VwGHRa 2018/16/010322.10.2018

Der Verwaltungsgerichtshof hat durch den Vorsitzenden Senatspräsident Dr. Zorn und die Hofräte Dr. Mairinger und Mag. Straßegger als Richter, unter Mitwirkung der Schriftführerin Galli, LL.M., über die Revision des M H in W, vertreten durch Dr. Patrick Ruth, Rechtsanwalt in 6020 Innsbruck, Kapuzinergasse 8/4, gegen das Erkenntnis des Verwaltungsgerichtes Wien vom 11. Dezember 2017, Zl. VGW-002/011/2324/2017-1, betreffend Übertretung des Glücksspielgesetzes (belangte Behörde vor dem Verwaltungsgericht: Landespolizeidirektion Wien), zu Recht erkannt:

Normen

VwGVG 2014 §29 Abs4;
VwGVG 2014 §29 Abs5;

European Case Law Identifier: ECLI:AT:VWGH:2018:RA2018160103.L00

 

Spruch:

Das angefochtene Erkenntnis wird wegen Rechtswidrigkeit seines Inhaltes aufgehoben.

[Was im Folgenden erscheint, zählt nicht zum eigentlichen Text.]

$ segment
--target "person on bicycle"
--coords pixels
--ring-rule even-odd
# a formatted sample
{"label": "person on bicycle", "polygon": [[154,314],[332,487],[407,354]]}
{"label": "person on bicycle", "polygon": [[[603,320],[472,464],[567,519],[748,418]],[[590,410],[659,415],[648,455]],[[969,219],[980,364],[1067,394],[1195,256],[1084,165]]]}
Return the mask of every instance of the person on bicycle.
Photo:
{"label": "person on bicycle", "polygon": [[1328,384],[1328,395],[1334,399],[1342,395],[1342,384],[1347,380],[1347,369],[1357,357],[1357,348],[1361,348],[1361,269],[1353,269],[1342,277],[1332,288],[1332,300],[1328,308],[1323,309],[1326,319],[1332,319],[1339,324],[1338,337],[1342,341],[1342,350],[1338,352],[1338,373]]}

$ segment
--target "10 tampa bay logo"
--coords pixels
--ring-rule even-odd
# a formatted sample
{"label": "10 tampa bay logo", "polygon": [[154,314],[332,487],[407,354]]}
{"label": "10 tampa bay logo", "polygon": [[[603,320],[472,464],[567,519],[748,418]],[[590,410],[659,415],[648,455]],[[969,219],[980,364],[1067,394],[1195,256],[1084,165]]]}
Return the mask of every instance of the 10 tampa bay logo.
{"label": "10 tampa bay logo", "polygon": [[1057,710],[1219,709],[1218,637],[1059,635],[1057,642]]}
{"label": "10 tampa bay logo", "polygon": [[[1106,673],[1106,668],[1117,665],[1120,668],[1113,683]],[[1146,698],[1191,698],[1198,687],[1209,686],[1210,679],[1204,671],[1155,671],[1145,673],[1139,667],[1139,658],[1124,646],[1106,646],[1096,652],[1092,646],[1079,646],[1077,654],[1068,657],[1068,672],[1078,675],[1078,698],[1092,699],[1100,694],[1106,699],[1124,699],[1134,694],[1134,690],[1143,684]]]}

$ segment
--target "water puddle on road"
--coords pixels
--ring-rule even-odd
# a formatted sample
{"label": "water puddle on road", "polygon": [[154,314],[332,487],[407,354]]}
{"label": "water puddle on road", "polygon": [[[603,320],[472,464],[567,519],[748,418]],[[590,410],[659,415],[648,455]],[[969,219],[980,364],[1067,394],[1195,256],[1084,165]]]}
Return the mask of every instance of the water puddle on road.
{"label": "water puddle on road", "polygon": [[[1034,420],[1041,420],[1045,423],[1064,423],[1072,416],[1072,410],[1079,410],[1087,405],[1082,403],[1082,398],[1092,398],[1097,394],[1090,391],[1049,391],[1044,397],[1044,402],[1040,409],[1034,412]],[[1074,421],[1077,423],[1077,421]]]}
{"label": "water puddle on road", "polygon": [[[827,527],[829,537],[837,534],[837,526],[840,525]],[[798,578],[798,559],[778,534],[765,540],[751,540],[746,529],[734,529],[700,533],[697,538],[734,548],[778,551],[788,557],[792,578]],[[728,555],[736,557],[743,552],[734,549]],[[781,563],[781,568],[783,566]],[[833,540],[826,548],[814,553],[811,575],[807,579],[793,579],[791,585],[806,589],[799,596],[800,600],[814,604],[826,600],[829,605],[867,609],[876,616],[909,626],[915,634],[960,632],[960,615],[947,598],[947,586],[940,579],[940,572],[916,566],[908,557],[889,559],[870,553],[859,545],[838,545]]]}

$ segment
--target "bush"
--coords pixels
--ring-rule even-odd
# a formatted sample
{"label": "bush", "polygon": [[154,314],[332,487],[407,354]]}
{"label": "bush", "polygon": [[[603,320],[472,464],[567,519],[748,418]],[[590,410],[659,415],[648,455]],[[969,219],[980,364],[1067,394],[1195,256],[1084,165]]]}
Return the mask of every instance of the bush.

Der Bund hat dem Revisionswerber Aufwendungen in der Höhe von 1.346,40 EUR binnen zwei Wochen bei sonstiger Exekution zu ersetzen.

Begründung

1 Mit Straferkenntnis vom 22. Dezember 2016 erkannte die Landespolizeidirektion Wien den Revisionswerber schuldig, neun Verwaltungsübertretungen nach § 52 Abs. 1 Z 1 dritter Fall des Glücksspielgesetzes (GSpG) begangen zu haben, indem er zu einem näher genannten Zeitpunkt an einem näher genannten Ort hinsichtlich neun näher bezeichneter funktionsfähiger und in betriebsbereitem Zustand aufgestellter Glückspielgeräte gegen Entgelt verbotene Ausspielungen geduldet und an der Auszahlung der erzielten Gewinne mitgewirkt habe, an denen Personen die Möglichkeit zur Teilnahme an Glückspielen ermöglicht worden sei, um fortgesetzt Einnahmen aus dem Glückspiel zu erzielen. Über ihn wurde gemäß § 52 Abs. 2 GSpG neun Geldstrafen zu jeweils 5.000 EUR (Ersatzfreiheitsstrafen für den Fall deren Uneinbringlichkeit jeweils 1 Tag 12 Stunden) verhängt. Ferner wurde ausgesprochen, dass der Revisionswerber als Beitrag zu den Kosten des Strafverfahrens 500 EUR für jede Verwaltungsübertretung zu zahlen habe.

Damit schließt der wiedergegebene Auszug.